Updated: Dec 10, 2022

Bent over, a tiny old woman with a deeply lined face hovers on the verge of the road. A faded and thinning shawl is wrapped tightly round her shoulders. Home spun, it offers little warmth. Cold fingers clasp tightly at her middle, a tired basket wanders at her side.


She shuffles and waits, then steps forward again, all the time keeping to the uneven grass to the side of the road. A few steps further from the edge a drainage ditch is filled with high grasses and small thickets. She scans the foliage for berries. Not many remain so late and cold in the season. She continues to search; hunger does not know seasons.


She finds a few wild greens, which she lays in the basket alongside a scattering of nuts and fruits.
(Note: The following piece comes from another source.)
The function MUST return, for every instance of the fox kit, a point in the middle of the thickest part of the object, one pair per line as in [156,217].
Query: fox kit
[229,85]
Just ahead stand a couple of distressed trees. She continues towards them more quickly, hoping to find a few nuts below. If there are none, at least she could lean against a trunk and rest a while.


Busying herself in the ground around the trunks, she mutters and hums. Nothing is said though a dialogue between two parties seems to emerge. One voice questions, the other placates. After a time, she sinks to the ground, shuffles so her back is against a trunk and closes her eyes. Her breathing slows and quiets.


Time slides by in the cold pale light.


She hears the sounds of a horse. Then comes the creaking of a saddle. A rider on a horse is coming down the road. She looks up. He is tall, large and dressed in a uniform, dusty and creased.


She scuttles to her feet and tries to scurry to the drainage ditch out of sight. She is too late.


The rider sees her and makes a demand. She does not understand him: he does not speak her tongue. He demands again, louder. She cowers closer to the ground, head down.


His manner becomes contemptuous. He is unused to receiving no response to his demands. With slow, carefully spoken words he insists on his demands.


Again, she does not answer but balls herself up more tightly, frozen in the grass.


Then comes a moment of stillness. The cold afternoon seems to stop and wait.


And suddenly, swiftly, he draws his sword leans over from his saddle, carves the blade through her neck.


She topples over, a small thing, into the grass.


He wipes his sword, returns it to its sheath, signals his horse to continue and rides on into the west.


Slowly, light flees the scene and only the small sounds of scurrying remain.